Sujet :

Marketing, mercatique et Cie

Date :

04/11/2003

De Jacques Melot (jacques.melot@isholf.is)


Discussion sur le réseau à propos des mots anglais introduits dans la langue

 

  Mme Anna VICENTE (Anna.Vicente@wanadoo.fr) :

Personnellement, je préfère "marketing" ...

- Dire que l'on est « mercaticien »

- ou « mercaticienne », cela me gênerait quelque peu ...

- Ça sonne assez « barbare » ...



  Réponse  de M. Jacques MELOT :

En dehors du fait que tout ce qui à trait au commerce et à l'argent ne me passionne guère, donc aussi l'évocation de la mercatique, je comprends mal votre réaction, comme on dit - car, en fait, je ne la comprends, hélas, que trop bien - : « barbare » se retrouve dans « barbarisme », qui, lorsque la langue d'emprunt est l'anglais, se spécialise en « anglicisme » ; de plus, compte tenu de la définition de ce qu'étaient les Barbares, le mot « mercatique » est tout sauf barbare, puisqu'il s'agit d'une formation latine !

Quel est donc ce vent de folie qui pousse les Français à cracher sur leur propre langue, alors que par ailleurs ils s'y accrochent, prétendant même l'aimer et vantant sa beauté à qui veut l'entendre ?

Quelle est cette morosité qui leur fait la voir dans le même temps si petite, si confinée, comme désormais inapte à engendrer son propre vocabulaire, en un mot comme stérile ?

A-t-on songé que si nous n'avions pas l'anglais pour nous fournir un mot, dans la mesure où il est nécessaire - ce qui est loin d'être toujours le cas -, il nous faudrait bien en forger un par nos propres moyens, comme nous avons forgé au cours des siècles l'essentiel de notre vocabulaire.
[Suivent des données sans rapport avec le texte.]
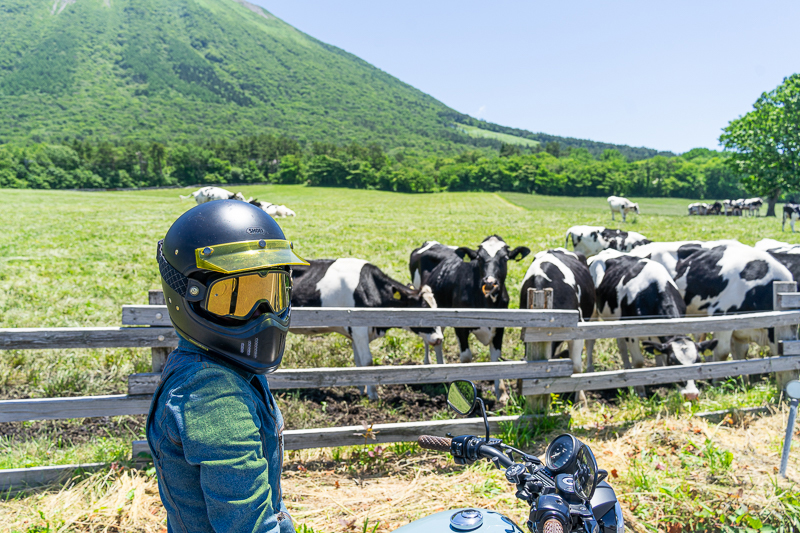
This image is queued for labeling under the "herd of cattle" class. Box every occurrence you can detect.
[687,198,765,217]
[180,186,297,218]
[283,223,800,403]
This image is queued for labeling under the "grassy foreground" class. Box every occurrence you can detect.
[1,186,799,531]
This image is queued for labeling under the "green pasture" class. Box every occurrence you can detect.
[0,186,793,468]
[456,124,541,147]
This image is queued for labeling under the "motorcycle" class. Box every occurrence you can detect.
[394,380,624,533]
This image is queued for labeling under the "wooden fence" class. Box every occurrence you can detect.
[2,284,800,492]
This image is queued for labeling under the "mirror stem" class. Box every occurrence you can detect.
[477,398,490,442]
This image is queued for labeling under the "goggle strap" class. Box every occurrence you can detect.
[157,240,189,297]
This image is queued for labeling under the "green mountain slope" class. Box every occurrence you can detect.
[0,0,671,160]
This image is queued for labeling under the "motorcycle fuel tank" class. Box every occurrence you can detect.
[393,508,525,533]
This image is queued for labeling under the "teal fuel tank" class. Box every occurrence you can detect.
[393,508,525,533]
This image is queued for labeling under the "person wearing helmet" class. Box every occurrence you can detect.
[146,200,307,533]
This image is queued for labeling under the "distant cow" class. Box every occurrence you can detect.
[607,196,640,222]
[783,204,800,232]
[708,201,723,215]
[250,199,296,218]
[422,235,530,401]
[588,251,717,399]
[674,243,793,362]
[688,203,709,216]
[744,198,763,217]
[519,249,595,400]
[290,258,444,400]
[565,225,650,257]
[179,186,247,204]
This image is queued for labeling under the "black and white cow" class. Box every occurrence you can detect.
[607,196,640,222]
[744,197,763,217]
[587,250,717,399]
[688,203,709,216]
[783,204,800,232]
[421,235,530,400]
[519,249,595,400]
[290,258,444,400]
[674,243,793,361]
[565,225,651,257]
[629,240,739,278]
[708,201,723,215]
[752,239,800,284]
[409,241,460,289]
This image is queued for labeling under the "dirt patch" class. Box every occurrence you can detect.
[0,416,145,446]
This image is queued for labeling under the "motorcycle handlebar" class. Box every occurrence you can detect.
[418,435,453,452]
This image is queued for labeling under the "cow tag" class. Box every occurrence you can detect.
[654,350,662,355]
[393,290,402,300]
[703,349,713,356]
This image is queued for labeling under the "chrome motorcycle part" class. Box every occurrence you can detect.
[574,443,599,500]
[449,509,483,531]
[545,434,578,472]
[447,380,477,415]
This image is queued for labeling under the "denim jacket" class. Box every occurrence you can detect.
[146,337,294,533]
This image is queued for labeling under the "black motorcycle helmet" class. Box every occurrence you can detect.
[157,200,308,374]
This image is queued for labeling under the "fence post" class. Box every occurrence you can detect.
[524,288,553,412]
[149,290,172,373]
[775,281,799,390]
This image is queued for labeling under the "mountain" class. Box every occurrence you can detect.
[0,0,671,160]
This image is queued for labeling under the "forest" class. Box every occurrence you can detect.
[0,136,745,199]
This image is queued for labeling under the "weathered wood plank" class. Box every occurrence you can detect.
[149,290,172,372]
[127,360,574,395]
[0,463,106,492]
[131,414,558,459]
[0,395,152,423]
[780,340,800,356]
[522,310,800,342]
[521,355,800,395]
[0,327,178,350]
[123,305,579,329]
[778,292,800,310]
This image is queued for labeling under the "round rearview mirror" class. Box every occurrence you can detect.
[786,380,800,400]
[447,380,477,416]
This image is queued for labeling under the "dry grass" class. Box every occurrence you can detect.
[3,409,799,533]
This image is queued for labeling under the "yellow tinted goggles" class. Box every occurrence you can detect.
[205,270,291,320]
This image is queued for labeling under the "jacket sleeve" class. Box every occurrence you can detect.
[173,367,289,533]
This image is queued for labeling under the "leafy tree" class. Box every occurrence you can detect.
[720,74,800,216]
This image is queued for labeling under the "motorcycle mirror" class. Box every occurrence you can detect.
[786,380,800,400]
[447,380,478,416]
[597,469,609,484]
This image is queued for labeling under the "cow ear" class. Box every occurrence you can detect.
[510,246,531,261]
[698,339,718,356]
[455,247,479,261]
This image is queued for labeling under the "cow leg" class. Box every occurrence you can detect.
[628,339,648,397]
[455,328,473,363]
[423,341,431,365]
[585,339,595,373]
[569,340,587,406]
[611,209,615,221]
[731,337,750,360]
[350,327,378,400]
[622,211,627,223]
[491,328,508,404]
[616,338,632,369]
[434,343,444,365]
[712,331,733,361]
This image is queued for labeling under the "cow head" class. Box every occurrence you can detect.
[642,337,718,400]
[457,236,530,303]
[391,284,443,346]
[631,203,640,214]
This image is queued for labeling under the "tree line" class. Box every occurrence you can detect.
[0,135,746,199]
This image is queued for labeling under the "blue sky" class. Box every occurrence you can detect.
[253,0,800,155]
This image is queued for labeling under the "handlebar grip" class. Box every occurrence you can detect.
[418,435,452,452]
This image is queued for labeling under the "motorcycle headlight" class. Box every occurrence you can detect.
[573,444,598,501]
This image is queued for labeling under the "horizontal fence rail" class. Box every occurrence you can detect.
[0,360,572,423]
[123,306,580,329]
[131,415,549,459]
[521,355,800,395]
[128,360,573,395]
[0,327,178,350]
[522,310,800,343]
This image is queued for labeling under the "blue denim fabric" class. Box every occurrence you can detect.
[146,337,294,533]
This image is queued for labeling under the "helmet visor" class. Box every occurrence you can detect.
[205,270,291,320]
[196,239,308,275]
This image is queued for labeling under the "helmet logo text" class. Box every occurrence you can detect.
[247,227,265,234]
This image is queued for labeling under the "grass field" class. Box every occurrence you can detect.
[456,124,541,147]
[1,186,799,531]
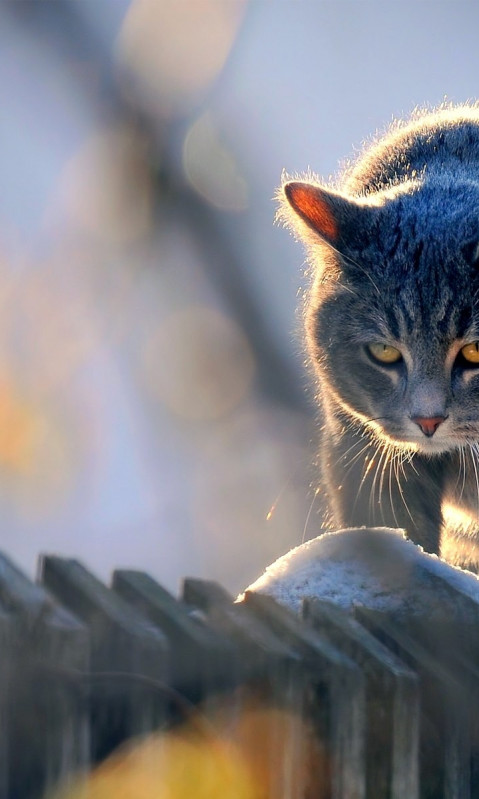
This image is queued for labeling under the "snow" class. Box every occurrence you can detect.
[238,527,479,616]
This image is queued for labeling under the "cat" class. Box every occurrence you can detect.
[279,104,479,569]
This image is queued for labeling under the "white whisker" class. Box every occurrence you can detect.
[369,443,389,524]
[459,446,467,500]
[342,442,375,476]
[388,449,400,527]
[469,444,479,516]
[301,487,321,545]
[351,439,383,519]
[395,450,415,524]
[329,244,381,296]
[333,436,369,469]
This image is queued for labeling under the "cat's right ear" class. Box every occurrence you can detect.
[280,181,369,250]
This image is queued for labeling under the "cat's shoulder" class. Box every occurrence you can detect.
[345,103,479,195]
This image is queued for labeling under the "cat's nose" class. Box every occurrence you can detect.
[411,415,447,437]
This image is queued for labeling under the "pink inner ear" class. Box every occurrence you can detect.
[286,184,338,242]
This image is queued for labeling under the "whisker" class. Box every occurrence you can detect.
[351,439,383,518]
[333,436,369,469]
[395,450,415,525]
[342,442,375,475]
[452,445,462,493]
[364,416,398,425]
[378,443,392,501]
[459,446,467,500]
[398,450,408,483]
[470,444,479,517]
[301,487,321,545]
[328,243,381,296]
[266,464,303,522]
[333,416,397,478]
[404,449,419,476]
[338,282,361,299]
[378,444,393,525]
[369,443,389,524]
[388,449,400,527]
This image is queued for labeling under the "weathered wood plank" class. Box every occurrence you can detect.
[182,577,234,610]
[112,569,237,700]
[356,605,472,799]
[0,605,11,799]
[39,556,168,764]
[303,597,419,799]
[188,581,312,799]
[243,590,367,799]
[0,552,89,799]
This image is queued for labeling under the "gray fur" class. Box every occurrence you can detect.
[281,105,479,567]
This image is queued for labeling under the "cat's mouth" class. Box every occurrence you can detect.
[378,420,477,456]
[364,415,443,452]
[381,429,449,455]
[403,418,453,454]
[362,412,479,455]
[411,437,454,455]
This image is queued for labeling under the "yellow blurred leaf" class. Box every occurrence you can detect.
[55,727,259,799]
[52,700,326,799]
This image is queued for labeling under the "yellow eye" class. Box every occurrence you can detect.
[460,341,479,364]
[367,343,402,364]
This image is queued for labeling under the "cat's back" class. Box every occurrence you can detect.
[344,105,479,195]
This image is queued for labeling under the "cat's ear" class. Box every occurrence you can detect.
[281,181,373,250]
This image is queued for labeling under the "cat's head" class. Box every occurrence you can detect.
[281,178,479,455]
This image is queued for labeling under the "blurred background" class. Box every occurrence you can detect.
[0,0,478,595]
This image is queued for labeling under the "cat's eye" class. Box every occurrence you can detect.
[367,343,402,364]
[460,341,479,364]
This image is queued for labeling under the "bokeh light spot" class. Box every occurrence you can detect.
[117,0,247,117]
[51,701,324,799]
[142,307,255,421]
[184,112,248,211]
[52,726,257,799]
[53,126,153,245]
[0,379,41,474]
[0,375,76,519]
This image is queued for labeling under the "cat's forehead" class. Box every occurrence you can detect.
[374,274,475,345]
[352,187,479,342]
[379,179,479,250]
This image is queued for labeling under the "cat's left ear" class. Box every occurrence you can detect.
[282,181,374,250]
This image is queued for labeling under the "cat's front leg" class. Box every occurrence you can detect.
[443,449,479,524]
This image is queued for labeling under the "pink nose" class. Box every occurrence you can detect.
[411,415,446,437]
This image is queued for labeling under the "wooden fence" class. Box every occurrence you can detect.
[1,550,479,798]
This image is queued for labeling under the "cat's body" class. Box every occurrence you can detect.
[281,105,479,567]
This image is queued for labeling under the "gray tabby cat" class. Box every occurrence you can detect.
[280,105,479,568]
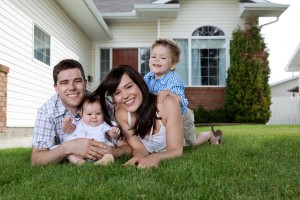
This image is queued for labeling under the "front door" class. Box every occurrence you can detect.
[112,49,138,71]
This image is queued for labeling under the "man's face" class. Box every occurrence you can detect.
[54,68,87,114]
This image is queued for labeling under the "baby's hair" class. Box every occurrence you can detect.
[151,38,182,64]
[79,94,101,111]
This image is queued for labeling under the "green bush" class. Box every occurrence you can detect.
[194,106,229,123]
[224,18,271,123]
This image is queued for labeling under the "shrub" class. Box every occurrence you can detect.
[224,18,271,123]
[194,106,229,123]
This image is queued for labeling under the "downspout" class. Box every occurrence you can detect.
[259,17,279,28]
[157,18,160,38]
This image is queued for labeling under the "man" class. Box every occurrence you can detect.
[31,59,132,165]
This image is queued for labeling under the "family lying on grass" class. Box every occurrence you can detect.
[31,38,223,168]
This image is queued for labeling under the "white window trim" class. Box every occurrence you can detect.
[32,23,51,66]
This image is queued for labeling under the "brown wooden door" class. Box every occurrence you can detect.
[112,49,138,71]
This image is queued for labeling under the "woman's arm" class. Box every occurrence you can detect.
[115,108,149,166]
[137,95,184,168]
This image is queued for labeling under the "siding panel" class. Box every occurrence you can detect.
[1,0,93,127]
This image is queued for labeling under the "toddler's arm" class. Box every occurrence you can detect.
[62,116,76,133]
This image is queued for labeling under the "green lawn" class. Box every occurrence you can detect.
[0,125,299,199]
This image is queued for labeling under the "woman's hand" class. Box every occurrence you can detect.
[124,153,145,166]
[137,154,161,169]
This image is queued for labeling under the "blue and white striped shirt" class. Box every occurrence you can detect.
[32,94,80,149]
[144,71,189,116]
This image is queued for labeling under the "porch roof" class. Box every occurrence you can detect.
[55,0,113,41]
[239,1,289,18]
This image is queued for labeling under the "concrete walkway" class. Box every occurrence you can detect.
[0,136,32,149]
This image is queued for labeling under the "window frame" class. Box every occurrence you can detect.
[33,24,51,66]
[174,25,229,87]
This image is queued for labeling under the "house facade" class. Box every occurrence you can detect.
[0,0,288,135]
[270,75,299,97]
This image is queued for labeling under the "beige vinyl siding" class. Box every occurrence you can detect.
[0,0,92,127]
[97,22,157,47]
[159,0,244,37]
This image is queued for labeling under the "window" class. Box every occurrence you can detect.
[174,25,227,86]
[100,49,110,82]
[191,39,226,86]
[34,25,50,65]
[140,48,150,77]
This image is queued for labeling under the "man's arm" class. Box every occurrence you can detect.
[110,140,132,158]
[31,138,108,166]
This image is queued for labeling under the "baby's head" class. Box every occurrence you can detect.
[151,38,181,71]
[79,95,104,127]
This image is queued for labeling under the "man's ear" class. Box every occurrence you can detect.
[54,85,59,93]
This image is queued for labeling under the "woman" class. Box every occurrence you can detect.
[92,65,183,168]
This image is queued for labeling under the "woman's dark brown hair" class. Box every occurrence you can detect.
[91,65,158,138]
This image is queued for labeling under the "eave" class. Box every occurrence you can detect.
[239,2,289,18]
[55,0,113,41]
[285,43,300,72]
[102,4,180,23]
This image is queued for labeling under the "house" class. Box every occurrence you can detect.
[268,42,300,125]
[0,0,288,136]
[285,42,300,94]
[270,75,299,97]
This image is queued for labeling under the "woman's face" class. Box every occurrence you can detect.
[112,74,143,113]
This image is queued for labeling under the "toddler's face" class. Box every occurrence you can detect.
[81,102,104,127]
[149,45,175,79]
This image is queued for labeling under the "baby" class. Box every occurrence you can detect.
[62,95,121,165]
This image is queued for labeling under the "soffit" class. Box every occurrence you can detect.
[101,4,180,23]
[55,0,112,41]
[286,43,300,72]
[239,2,289,18]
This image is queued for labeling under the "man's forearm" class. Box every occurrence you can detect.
[112,143,132,158]
[31,145,68,166]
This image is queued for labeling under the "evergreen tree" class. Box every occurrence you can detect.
[225,18,271,123]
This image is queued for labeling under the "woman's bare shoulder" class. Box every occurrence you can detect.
[114,106,128,122]
[157,95,180,115]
Les emprunts ont toujours existé et constituent une des sources d'enrichissement de notre vocabulaire (ce qui est  vrai pour toute langue), mais que maintenant l'anglais ait tendance à pourvoir systématiquement à son renouvellement et à son accroissement, et ce, qui plus est, en trouvant naturel d'aller y puiser d'emblée, est un phénomène d'une tout autre nature et pour le moins alarmant. À supposer que la langue française soit désormais dans l'incapacité réelle de se renouveler, pourquoi alors ne pas aller puiser non seulement dans l'anglais, mais aussi dans des langues plus puissantes du point de vue des possibilités de composition ou très riches, tel l'islandais, l'allemand, le suédois, le russe, l'arabe, le chinois, etc., pour finalement en revenir à évoquer, parmi les choix possibles, le latin et le grec, qui sont les sources naturelles de notre langue ? Cette misère dans le choix de la source ne fait qu'étaler au grand jour l'indigence linguistique sans borne d'un Français moyen dont les connaissances en langue se réduisent à quelques bribes d'anglais, bribes qu'il arbore d'autant plus volontiers qu'elles sont plus rudimentaires.

S'il existe des mots français laids ou qui nous semblent laids, il n'y a là en aucun cas un critère décisif pour les rejeter, sinon prioritairement au profit de synonymes eux-mêmes français. Ces mots sont construits sur d'autres mots français ou sur des racines par des procédés ayant déjà fourni la plus grande partie de notre vocabulaire et ils sont ce qu'ils sont, donc acceptables s'ils ont été bien formés et répondent à quelques autres critères parmi lesquels l'esthétique ne figure pas. Au lieu de ça que voit-on maintenant ? Des mots comme « cutter » que l'on a emprunté tel quel pour deux raisons : la première est que l'anglais présente commercialement mieux et flatte l'ego (« Je suis apte à utiliser de l'anglais, vous vous rendez compte un peu ! », la seconde est qu'aucun mot ne s'est imposé sur le moment à l'esprit pour traduire. L'usage commercial et le matraquage publicitaire à fait le reste. Il n'en faut pas plus que ça ! Même chose pour l'anglicisme « portable » utilisé au lieu de « portatif », qu'il a même tendance à éliminer, ce qui est un comble.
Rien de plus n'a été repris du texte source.